# '69 GTO Vin #242379 R 157868 Judge



## Lfryklu (Sep 9, 2013)

Guys,

I have a barn find '69 GTO Judge. It's a real case, but you don't junk out cars like this anymore - too few in any condition, anywhere.

What does the R stand for and what about the last 6 digits ? 157868 is this anything but the SN ? 

The GTO Resto bible and the '69 Pontiac Factory Service manual don't give too much info about whats on the ID tags..? 

Go figure - At least I can't make sense of it...?

Vin Windshield # 242397R157868 Yep - It's a 69 GTO

Is there a Judge code , other than on a 'Build Sheet' which is nowhere to be found...

Cowl ID Tag #'s 
ST 6924237 BTO7118
TR 268 7272
04A138

Carousel Red Upper & Lower - Black trim ... Anything else ??

Thanks

Lfryklu


----------



## mrvandermey (Jun 15, 2011)

Lfryklu said:


> Guys,
> 
> I have a barn find '69 GTO Judge. It's a real case, but you don't junk out cars like this anymore - too few in any condition, anywhere.
> 
> ...



The "242" indicates a Pontiac GTO

The "37" would indicate it is a coupe

However, the "7" says it is a 1967.......now it is possible I got it wrong, so please if someone knows different, let me know.
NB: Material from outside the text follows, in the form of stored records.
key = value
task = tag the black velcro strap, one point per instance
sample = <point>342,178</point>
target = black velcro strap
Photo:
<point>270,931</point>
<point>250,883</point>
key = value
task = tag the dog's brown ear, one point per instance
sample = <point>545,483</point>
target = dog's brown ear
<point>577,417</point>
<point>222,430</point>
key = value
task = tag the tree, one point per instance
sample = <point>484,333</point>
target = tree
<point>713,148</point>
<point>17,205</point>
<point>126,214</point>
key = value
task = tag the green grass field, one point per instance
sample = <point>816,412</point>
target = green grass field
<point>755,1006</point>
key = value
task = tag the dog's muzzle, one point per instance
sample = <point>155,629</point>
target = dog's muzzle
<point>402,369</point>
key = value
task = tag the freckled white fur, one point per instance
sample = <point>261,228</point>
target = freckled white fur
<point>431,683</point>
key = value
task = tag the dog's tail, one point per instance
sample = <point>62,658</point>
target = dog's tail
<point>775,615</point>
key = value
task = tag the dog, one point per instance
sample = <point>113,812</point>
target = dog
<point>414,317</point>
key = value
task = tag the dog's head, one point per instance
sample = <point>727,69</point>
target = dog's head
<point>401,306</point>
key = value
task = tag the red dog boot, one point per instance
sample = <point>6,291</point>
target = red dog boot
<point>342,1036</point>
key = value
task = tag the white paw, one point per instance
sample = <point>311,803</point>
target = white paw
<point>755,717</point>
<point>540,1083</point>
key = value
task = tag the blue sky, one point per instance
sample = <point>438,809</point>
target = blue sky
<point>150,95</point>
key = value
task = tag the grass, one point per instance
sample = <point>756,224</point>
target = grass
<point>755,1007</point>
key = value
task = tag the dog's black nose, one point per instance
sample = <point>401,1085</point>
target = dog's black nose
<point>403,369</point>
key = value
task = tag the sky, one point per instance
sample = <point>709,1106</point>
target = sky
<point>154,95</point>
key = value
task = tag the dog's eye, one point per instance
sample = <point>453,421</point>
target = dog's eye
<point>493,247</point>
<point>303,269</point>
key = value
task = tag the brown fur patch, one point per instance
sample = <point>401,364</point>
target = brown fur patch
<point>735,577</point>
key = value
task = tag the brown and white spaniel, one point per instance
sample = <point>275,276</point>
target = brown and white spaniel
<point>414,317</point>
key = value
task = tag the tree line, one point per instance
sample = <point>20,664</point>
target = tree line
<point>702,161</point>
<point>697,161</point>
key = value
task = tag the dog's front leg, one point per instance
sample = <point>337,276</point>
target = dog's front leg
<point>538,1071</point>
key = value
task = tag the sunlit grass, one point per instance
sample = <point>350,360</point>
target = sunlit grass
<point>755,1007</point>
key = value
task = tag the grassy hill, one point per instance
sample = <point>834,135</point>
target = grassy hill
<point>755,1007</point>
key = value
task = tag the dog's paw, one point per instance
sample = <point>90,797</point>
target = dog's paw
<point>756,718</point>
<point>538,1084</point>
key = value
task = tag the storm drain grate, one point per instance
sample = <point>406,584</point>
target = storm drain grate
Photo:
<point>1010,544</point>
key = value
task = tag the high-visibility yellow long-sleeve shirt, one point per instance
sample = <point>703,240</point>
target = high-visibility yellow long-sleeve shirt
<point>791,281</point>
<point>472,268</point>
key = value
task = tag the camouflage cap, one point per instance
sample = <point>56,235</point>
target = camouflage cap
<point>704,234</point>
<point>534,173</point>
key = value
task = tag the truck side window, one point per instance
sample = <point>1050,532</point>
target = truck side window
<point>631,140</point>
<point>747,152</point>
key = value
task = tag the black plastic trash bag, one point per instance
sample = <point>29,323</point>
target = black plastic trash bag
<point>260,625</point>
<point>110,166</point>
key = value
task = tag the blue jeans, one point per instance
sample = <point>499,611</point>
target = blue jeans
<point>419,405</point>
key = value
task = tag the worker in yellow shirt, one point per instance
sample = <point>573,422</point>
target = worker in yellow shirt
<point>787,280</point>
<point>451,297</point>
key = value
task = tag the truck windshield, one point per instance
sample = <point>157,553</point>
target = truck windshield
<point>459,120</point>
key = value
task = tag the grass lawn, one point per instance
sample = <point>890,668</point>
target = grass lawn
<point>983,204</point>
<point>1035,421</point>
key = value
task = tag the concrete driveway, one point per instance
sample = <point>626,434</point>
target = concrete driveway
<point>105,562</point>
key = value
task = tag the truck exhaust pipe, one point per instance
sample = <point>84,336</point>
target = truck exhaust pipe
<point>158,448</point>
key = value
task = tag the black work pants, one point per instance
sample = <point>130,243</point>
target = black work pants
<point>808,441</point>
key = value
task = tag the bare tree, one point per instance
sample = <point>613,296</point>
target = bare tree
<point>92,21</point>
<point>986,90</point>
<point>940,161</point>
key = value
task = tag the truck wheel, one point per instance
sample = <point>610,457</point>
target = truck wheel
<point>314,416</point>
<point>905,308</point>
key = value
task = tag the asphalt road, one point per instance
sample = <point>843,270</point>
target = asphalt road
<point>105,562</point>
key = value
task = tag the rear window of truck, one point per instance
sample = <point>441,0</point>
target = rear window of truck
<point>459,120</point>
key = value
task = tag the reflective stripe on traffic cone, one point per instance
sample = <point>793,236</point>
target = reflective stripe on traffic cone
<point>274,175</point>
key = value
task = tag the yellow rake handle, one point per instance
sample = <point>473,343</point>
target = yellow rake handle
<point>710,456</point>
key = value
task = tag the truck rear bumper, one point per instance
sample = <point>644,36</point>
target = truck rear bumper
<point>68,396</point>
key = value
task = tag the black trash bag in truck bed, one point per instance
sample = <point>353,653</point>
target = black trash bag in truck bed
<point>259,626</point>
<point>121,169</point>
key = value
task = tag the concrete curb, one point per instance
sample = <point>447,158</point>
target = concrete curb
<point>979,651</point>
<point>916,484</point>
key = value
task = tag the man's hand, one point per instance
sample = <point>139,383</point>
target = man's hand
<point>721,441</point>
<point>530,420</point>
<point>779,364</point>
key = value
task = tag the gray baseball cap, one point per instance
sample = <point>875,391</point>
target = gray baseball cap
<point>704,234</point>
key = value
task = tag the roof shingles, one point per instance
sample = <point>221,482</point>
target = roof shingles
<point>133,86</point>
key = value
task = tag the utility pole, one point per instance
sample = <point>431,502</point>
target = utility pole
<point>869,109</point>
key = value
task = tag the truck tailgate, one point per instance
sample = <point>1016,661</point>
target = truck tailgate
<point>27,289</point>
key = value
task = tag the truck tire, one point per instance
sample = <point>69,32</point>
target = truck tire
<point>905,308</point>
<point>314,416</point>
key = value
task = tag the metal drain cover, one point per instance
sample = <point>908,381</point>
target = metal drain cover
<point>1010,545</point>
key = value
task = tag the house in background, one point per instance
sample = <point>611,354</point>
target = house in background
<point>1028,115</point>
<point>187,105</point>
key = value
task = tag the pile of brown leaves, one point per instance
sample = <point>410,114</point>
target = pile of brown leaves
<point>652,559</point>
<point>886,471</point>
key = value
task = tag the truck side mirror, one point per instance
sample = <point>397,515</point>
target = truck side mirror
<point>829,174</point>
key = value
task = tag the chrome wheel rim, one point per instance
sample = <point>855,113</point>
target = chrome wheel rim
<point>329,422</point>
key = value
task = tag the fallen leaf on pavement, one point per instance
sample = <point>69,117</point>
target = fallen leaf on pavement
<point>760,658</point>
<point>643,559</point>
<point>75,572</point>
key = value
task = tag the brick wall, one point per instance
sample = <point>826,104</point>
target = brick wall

The "R" indicates the plant it was made in.

The last 6 digits are just that, the serial number or sequence number built.

It seems to me the VIN should read 242379R157868....


----------



## 68greengoat (Sep 15, 2005)

Looks like the Op made a typo in the thread as far as the vin.. The thread title is correct. The R would be Arlington Texas......

The 268 would have been a black interior, bench seat....


----------